Récemment, l'équipe Prema a fait ses adieux à Oliver Bearman et Andrea Kimi Antonelli qui passent en F1, tout en accueillant deux diplômés de la F3, Sebastian Montoya et Gabriele Mini, comme nouvelles recrues. Cependant, l'équipe a décidé de se lancer dans le championnat IndyCar aux États-Unis, une démarche qui a considérablement réduit la compétitivité des catégories F2 et F3 sur le continent européen.
Bien que Montoya et Mini soient des habitués du podium et aient déjà enregistré des performances remarquables, l'équipe Prema peine à rattraper ses principaux concurrents. Cette saison marque la deuxième année sans victoire pour l'équipe depuis sa création, et c'est également la première année sans victoire depuis le championnat F3000 de 1998. Ce phénomène met en lumière les défis actuels auxquels elle est confrontée.
Après que Mini ait rejoint l'équipe MP, l'équipe Prema a signé le diplômé de F3 Mari Boya comme nouveau coéquipier de Montoya.
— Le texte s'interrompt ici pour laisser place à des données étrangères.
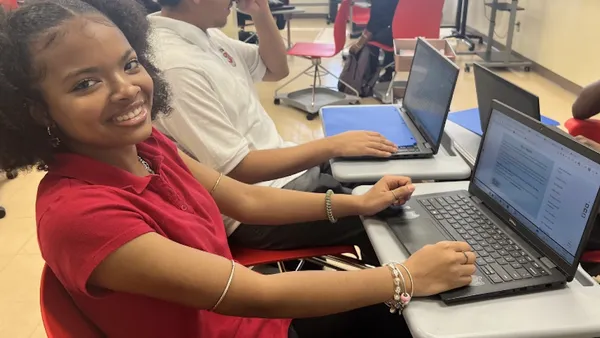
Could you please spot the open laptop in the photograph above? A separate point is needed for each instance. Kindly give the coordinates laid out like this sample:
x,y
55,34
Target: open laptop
x,y
418,124
490,87
528,213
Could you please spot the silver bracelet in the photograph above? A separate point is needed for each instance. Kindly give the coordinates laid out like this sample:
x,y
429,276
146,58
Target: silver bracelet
x,y
399,284
328,208
226,286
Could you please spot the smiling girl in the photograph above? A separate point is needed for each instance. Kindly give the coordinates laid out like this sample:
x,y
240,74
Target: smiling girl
x,y
132,227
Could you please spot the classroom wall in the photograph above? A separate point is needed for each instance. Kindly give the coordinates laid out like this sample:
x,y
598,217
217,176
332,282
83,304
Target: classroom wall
x,y
561,35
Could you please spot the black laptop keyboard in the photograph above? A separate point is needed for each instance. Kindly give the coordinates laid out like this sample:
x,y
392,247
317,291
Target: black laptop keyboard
x,y
408,149
499,257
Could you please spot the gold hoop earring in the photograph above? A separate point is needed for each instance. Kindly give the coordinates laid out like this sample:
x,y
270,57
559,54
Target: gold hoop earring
x,y
54,141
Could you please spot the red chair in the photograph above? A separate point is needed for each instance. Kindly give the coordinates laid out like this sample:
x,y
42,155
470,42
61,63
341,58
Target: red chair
x,y
591,130
315,52
360,15
414,19
60,315
252,257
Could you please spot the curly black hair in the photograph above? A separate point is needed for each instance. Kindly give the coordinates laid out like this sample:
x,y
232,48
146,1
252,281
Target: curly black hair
x,y
169,3
24,140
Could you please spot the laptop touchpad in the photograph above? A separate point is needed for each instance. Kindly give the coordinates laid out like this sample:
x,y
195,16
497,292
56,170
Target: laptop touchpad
x,y
415,234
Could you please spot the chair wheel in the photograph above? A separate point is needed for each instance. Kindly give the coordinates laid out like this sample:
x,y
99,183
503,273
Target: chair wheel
x,y
11,175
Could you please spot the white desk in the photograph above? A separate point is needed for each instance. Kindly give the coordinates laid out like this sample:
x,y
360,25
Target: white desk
x,y
570,312
446,165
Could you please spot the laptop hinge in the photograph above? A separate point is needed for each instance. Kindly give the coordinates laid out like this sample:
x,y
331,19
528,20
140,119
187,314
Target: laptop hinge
x,y
547,262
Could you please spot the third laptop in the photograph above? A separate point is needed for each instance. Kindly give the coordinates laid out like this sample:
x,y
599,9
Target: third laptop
x,y
417,125
490,86
528,213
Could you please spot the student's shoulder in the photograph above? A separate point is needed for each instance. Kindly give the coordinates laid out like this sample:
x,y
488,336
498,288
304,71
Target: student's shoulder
x,y
171,51
63,199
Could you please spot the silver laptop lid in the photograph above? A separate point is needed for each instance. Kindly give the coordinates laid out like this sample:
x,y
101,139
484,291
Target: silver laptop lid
x,y
429,91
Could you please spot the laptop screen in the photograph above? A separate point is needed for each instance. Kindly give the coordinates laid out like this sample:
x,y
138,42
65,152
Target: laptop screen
x,y
429,91
490,86
547,187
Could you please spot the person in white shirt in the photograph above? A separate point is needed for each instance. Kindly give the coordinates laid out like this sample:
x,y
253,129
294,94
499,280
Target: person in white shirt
x,y
219,120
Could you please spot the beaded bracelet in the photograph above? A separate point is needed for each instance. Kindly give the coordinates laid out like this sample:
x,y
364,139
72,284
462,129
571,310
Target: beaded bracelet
x,y
401,298
412,283
328,209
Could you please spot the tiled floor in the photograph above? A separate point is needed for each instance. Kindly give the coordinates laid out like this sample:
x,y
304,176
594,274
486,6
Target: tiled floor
x,y
20,261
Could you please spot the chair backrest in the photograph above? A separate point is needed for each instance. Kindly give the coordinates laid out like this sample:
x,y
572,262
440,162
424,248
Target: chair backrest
x,y
60,315
8,4
339,26
417,18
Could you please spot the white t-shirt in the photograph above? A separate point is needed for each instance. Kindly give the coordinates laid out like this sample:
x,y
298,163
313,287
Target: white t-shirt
x,y
217,116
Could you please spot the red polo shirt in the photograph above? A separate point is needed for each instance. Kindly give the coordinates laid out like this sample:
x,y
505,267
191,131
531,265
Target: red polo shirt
x,y
87,209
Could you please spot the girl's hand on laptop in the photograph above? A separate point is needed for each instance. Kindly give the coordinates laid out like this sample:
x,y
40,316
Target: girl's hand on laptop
x,y
361,143
441,267
587,142
390,190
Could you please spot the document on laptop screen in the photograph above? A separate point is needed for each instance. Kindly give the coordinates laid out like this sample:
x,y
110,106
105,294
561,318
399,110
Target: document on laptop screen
x,y
544,185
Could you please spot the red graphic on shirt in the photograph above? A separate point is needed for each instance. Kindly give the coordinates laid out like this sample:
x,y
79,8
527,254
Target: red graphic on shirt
x,y
227,57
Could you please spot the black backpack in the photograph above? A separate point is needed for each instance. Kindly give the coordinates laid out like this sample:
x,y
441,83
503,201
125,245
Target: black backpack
x,y
360,73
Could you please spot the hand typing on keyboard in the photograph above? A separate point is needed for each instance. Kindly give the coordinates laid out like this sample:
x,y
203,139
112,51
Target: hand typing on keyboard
x,y
390,190
441,267
360,143
499,257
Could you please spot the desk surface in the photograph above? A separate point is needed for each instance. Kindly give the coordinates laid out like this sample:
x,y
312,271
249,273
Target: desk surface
x,y
282,11
570,312
446,165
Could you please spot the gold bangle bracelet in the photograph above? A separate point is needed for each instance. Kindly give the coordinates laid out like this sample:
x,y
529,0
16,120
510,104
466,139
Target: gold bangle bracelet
x,y
216,184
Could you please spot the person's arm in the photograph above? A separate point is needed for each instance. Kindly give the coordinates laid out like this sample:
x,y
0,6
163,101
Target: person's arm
x,y
154,266
252,204
283,162
201,125
588,102
271,49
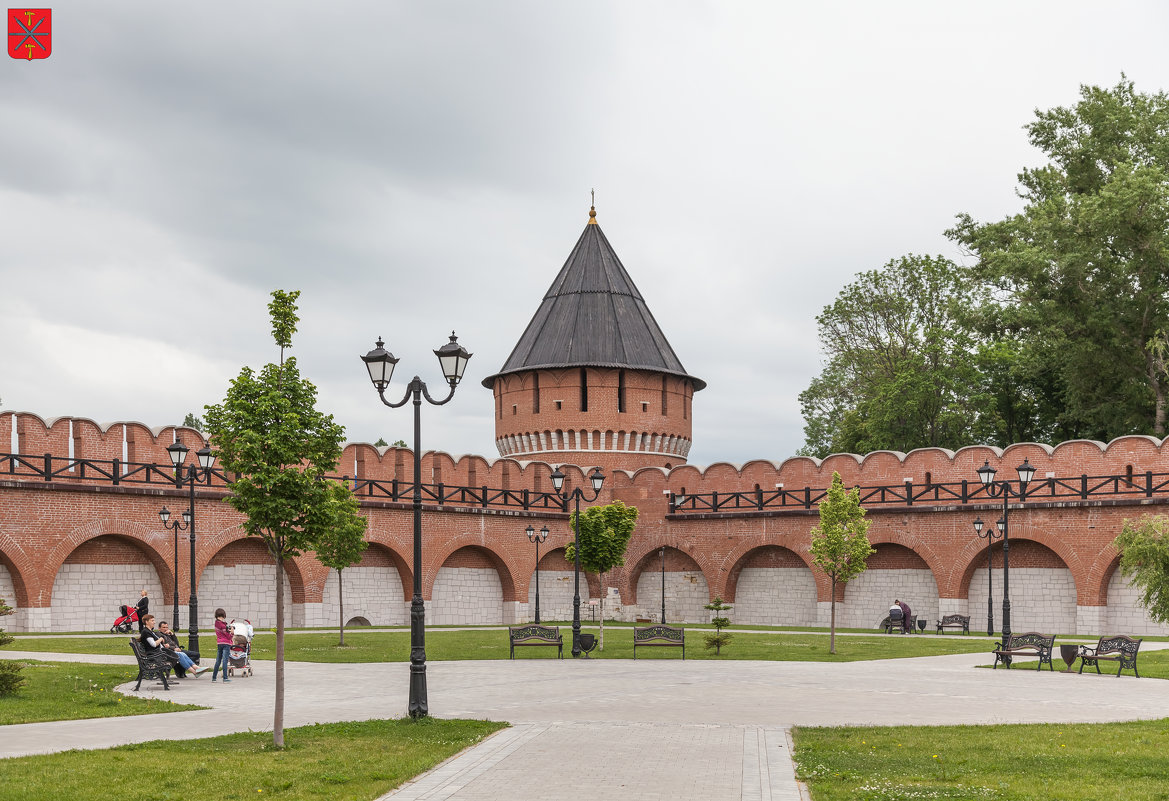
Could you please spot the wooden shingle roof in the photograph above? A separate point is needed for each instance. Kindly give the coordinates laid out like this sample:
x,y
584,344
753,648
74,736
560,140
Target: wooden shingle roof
x,y
593,316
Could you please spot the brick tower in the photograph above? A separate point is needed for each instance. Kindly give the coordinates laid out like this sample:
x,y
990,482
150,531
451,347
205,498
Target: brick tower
x,y
593,381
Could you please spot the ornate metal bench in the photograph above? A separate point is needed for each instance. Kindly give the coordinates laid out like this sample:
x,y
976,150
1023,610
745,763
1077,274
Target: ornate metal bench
x,y
154,667
659,635
1118,648
889,625
535,635
953,622
1029,643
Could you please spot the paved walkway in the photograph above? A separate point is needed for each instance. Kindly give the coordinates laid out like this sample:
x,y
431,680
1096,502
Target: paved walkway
x,y
662,729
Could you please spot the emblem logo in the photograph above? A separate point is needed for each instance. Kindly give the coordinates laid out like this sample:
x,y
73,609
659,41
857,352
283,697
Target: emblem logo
x,y
29,33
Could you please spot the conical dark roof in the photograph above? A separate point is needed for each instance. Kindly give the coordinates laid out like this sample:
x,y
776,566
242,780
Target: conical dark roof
x,y
593,316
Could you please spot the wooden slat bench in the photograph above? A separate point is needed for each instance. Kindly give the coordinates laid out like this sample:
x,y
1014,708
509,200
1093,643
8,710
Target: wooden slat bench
x,y
954,622
154,667
535,635
1029,643
659,635
1119,649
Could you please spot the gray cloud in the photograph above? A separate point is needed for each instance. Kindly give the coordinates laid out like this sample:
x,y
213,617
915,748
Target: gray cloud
x,y
414,167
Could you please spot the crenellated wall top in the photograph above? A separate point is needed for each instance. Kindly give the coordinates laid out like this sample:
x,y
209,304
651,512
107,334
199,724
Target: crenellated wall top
x,y
81,437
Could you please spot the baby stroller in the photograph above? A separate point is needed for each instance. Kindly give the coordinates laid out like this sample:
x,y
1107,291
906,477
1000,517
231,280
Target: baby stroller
x,y
126,620
239,658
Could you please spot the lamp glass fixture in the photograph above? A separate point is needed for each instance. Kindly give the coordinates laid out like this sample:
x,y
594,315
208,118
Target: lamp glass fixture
x,y
558,480
1026,472
206,457
177,451
597,480
987,472
380,363
452,358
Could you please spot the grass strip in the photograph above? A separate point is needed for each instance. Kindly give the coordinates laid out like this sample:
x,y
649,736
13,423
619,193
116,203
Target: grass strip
x,y
337,761
1007,762
492,644
76,691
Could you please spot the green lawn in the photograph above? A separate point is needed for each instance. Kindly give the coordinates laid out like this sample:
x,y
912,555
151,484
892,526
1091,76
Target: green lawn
x,y
1049,761
70,691
492,644
334,761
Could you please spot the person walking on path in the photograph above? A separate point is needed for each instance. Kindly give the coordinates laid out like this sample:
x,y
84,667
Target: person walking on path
x,y
143,608
222,643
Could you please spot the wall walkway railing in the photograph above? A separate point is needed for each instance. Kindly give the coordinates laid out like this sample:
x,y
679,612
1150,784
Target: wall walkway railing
x,y
1045,490
117,472
1122,487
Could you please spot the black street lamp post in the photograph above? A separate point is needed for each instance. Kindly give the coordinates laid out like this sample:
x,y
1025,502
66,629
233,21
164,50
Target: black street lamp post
x,y
537,537
558,481
178,454
1004,489
662,553
380,363
990,537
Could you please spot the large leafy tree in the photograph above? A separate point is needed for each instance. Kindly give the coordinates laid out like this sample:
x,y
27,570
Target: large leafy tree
x,y
604,538
269,434
341,545
839,544
1080,276
1143,549
901,371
Montoya fêtera ses 21 ans en avril et, en tant que fils de l'ancien pilote de F1 Juan Montoya, il est né à Miami mais concourt sous la nationalité colombienne de son père.
Lors de sa première saison en F2, Montoya a surpassé ses performances de F3. En plus d'atteindre le top 10 dans la moitié des courses, il a également monté sur le podium à Monaco, en Espagne et au Royaume-Uni. Cela lui a permis de décrocher, en fin de saison, le soutien de l’équipe de course indienne Mumbai Falcons.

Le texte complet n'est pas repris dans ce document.